Another subclause to look into is §6.5.2.5/p5 Compound literals:
The value of the compound literal is that of an unnamed object
  initialized by the initializer list. If the compound literal occurs
  outside the body of a function, the object has static storage
  duration; otherwise, it has automatic storage duration associated with
  the enclosing block.
and (for completeness) §6.5.2.5/p4:
In either case, the result is an lvalue.
but this does not mean, that such unnamed object can be treated as constant expression. The §6.6 Constant expressions says inter alia:
2) A constant expression can be evaluated during translation rather
  than runtime, and accordingly may be used in any place that a constant
  may be.
3) Constant expressions shall not contain assignment, increment,
  decrement, function-call, or comma operators, except when they are
  contained within a subexpression that is not evaluated.
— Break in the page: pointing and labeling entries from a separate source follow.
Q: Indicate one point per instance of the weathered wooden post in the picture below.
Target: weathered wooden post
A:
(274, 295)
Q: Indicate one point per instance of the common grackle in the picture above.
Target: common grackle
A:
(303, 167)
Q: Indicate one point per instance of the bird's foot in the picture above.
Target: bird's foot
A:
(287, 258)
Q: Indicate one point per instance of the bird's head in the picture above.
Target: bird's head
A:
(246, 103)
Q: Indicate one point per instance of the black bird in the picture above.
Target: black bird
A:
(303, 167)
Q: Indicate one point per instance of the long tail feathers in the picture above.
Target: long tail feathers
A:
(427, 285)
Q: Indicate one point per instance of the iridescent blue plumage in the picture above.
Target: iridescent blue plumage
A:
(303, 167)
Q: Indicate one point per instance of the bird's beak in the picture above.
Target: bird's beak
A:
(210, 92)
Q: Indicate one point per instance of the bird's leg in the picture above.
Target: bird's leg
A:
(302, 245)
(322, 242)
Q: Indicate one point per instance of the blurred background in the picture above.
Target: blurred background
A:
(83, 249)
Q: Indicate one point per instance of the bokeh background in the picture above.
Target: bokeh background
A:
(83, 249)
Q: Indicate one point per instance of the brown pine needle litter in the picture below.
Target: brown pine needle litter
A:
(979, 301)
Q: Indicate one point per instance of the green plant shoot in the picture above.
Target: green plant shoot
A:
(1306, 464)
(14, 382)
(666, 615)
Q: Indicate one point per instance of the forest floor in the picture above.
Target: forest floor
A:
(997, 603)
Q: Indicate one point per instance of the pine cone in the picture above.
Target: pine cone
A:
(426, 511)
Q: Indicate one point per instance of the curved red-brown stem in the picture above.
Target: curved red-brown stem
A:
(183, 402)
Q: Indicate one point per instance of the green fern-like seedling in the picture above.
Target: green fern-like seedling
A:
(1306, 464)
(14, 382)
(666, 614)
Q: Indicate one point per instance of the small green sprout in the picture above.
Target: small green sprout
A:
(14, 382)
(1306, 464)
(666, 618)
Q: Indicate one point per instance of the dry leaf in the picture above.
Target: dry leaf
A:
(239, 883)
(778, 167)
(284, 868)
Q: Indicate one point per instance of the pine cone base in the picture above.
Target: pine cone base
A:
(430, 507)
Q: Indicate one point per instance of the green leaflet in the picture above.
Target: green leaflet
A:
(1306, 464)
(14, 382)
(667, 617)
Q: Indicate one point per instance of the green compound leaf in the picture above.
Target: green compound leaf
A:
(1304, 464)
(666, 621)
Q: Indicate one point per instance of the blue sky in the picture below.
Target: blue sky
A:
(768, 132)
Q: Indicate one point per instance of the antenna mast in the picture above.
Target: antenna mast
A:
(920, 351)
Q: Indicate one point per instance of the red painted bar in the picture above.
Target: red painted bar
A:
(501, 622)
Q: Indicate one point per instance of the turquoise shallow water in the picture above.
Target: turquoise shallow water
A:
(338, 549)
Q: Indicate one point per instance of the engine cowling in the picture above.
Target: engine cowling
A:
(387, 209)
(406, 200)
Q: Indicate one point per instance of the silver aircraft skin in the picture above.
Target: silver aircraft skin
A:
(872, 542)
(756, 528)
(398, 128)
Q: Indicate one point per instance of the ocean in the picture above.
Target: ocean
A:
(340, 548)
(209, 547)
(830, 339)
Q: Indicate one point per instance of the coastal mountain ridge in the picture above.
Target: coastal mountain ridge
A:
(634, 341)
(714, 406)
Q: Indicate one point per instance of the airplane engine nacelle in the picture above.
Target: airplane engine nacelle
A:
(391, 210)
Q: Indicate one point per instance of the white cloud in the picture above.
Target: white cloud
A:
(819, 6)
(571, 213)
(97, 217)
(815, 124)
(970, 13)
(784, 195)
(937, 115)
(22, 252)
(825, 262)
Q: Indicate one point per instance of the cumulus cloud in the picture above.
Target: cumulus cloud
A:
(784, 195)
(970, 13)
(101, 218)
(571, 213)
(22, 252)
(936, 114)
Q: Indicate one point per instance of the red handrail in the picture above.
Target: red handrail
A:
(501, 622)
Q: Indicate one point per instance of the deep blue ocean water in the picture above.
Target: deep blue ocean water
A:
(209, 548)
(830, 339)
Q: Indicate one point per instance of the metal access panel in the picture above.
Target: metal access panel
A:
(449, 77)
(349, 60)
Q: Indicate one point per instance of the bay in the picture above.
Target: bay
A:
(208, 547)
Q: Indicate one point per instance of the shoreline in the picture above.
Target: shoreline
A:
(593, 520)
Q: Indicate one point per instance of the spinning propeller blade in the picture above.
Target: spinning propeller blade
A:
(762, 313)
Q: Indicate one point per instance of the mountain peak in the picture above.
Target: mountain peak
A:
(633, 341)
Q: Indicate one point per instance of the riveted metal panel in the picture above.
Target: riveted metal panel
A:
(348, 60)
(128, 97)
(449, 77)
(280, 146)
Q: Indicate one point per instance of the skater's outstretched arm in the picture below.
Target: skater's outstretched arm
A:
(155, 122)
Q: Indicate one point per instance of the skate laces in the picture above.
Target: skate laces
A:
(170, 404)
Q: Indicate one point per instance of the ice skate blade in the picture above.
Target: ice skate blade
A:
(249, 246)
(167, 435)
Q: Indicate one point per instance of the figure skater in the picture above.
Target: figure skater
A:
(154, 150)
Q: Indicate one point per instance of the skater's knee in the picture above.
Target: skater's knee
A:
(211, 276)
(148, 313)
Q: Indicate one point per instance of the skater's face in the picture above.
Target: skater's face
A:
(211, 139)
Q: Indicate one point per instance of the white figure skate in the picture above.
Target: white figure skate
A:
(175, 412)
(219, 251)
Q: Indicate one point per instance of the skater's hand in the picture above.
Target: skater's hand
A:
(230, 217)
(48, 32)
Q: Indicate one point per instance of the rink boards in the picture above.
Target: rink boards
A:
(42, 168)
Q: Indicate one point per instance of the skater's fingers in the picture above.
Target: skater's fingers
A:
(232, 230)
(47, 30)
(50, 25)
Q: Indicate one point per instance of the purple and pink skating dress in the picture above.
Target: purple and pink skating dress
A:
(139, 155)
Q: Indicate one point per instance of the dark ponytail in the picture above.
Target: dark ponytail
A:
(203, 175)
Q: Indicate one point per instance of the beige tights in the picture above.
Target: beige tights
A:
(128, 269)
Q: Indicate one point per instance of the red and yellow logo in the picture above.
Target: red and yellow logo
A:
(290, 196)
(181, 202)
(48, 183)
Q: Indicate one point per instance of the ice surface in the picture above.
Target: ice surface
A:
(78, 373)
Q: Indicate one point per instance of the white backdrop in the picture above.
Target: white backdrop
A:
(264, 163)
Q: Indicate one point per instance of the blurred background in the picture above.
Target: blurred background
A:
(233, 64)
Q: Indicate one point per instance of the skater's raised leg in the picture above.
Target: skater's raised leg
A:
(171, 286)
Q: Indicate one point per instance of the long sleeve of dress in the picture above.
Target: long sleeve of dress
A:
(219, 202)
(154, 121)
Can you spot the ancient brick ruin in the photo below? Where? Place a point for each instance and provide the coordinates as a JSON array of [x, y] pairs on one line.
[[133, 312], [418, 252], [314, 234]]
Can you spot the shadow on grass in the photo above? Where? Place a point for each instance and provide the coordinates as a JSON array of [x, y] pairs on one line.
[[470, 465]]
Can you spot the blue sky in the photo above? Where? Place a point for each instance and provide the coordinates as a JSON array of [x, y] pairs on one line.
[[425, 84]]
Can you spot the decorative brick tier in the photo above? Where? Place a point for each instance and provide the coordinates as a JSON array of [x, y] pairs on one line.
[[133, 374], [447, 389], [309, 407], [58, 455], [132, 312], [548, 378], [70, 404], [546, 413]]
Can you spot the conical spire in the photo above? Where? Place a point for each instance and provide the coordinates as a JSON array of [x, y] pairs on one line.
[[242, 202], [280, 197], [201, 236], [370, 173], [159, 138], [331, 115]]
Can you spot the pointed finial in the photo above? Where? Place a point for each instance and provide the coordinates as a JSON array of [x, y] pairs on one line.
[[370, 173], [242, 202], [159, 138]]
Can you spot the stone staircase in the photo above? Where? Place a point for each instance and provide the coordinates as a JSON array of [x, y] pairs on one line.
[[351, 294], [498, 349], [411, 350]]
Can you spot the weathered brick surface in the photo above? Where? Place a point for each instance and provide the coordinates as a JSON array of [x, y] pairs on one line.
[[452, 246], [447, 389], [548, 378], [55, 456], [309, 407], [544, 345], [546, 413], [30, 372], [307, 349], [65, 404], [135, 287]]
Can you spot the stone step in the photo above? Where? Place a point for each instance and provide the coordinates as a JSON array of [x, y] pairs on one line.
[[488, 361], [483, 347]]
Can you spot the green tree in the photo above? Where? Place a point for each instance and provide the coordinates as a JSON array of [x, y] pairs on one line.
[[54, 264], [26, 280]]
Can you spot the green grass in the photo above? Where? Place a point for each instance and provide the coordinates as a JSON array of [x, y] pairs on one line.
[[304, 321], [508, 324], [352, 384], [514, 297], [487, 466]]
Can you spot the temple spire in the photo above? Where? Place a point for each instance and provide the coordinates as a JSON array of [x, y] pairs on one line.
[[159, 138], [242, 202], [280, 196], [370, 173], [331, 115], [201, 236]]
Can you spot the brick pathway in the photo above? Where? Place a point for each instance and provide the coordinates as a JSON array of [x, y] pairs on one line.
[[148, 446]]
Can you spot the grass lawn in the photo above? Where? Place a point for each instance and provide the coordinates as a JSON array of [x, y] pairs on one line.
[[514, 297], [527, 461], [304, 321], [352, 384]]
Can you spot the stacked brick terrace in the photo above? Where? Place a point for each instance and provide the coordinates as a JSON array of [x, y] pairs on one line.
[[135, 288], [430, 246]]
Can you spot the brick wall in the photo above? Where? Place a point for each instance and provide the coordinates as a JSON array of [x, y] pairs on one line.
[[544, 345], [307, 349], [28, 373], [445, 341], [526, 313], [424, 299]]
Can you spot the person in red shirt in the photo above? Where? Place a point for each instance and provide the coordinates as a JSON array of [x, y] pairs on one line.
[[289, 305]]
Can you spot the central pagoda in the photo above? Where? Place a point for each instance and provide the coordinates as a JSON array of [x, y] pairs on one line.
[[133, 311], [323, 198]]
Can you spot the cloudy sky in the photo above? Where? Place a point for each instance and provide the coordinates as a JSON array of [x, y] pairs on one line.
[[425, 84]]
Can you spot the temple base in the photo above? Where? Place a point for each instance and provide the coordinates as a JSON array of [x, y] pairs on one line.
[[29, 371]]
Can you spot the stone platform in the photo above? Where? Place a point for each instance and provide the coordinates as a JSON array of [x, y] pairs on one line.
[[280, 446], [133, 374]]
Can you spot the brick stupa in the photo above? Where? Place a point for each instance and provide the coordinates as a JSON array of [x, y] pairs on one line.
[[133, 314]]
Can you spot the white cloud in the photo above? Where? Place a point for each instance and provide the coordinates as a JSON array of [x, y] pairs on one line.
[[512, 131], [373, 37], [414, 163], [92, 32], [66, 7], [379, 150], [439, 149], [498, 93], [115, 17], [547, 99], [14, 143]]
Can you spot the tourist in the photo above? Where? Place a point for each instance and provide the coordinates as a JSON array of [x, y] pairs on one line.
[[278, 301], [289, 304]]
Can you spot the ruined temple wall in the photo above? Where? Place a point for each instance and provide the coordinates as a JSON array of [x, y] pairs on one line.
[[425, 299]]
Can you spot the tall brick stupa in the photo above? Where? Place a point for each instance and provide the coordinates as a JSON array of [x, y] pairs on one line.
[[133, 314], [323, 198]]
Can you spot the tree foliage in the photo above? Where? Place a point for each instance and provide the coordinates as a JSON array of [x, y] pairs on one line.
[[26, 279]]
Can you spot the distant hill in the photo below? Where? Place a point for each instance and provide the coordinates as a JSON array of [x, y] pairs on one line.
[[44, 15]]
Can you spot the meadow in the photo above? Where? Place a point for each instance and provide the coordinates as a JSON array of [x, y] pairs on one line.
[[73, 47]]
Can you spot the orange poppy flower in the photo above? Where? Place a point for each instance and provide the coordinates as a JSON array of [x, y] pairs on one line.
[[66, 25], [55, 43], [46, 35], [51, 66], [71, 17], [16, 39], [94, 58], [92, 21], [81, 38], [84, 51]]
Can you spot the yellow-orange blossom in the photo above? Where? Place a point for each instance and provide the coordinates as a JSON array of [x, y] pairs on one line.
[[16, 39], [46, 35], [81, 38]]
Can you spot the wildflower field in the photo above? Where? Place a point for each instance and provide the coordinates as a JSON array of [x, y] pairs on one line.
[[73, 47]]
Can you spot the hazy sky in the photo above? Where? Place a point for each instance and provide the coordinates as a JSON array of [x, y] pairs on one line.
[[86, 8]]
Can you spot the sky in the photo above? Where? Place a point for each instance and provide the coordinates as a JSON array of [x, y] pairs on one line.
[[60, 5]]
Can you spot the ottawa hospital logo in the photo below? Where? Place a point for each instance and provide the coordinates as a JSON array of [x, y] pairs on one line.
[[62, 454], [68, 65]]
10) An implementation may accept other forms of constant expressions.
There is no explicit mention about compound literals though, thus I would interpret this, they are invalid as constant expressions in strictly conforming program (thus I'd say, that clang has a bug).
Section J.2 Undefined behavior (informative) also clarifies that:
A constant expression in an initializer is not, or does not evaluate
  to, one of the following: an arithmetic constant expression, a null
  pointer constant, an address constant, or an address constant for a
  complete object type plus or minus an integer constant expression
  (6.6).
Again, no mention about compound literals.
Neverthless, there is a light in the tunnel. Another way, that is fully sanitized is to convey such unnamed object as address constant. The standard states in §6.6/p9 that:
An address constant is a null pointer, a pointer to an lvalue
  designating an object of static storage duration, or a pointer to a
  function designator; it shall be created explicitly using the unary &
  operator or an integer constant cast to pointer type, or implicitly by
  the use of an expression of array or function type. The
  array-subscript [] and member-access . and -> operators, the address &
  and indirection * unary operators, and pointer casts may be used in
  the creation of an address constant, but the value of an object shall
  not be accessed by use of these operators.
hence you can safely initialize it with constant expression in this form, because such compound literal indeed designates an lvalue of object, that has static storage duration:
#include <stdio.h>
struct Test
{
    int a;
};
static struct Test *tt = &((struct Test) {1}); /* 2 */
int main(void)
{
    printf("%d\n", tt->a);
    return 0;
}
As checked it compiles fine with -std=c99 -pedantic-errors flags on both gcc 5.2.0 and clang 3.6.
Note, that as opposite to C++, in C the const qualifier has no effect on constant expressions.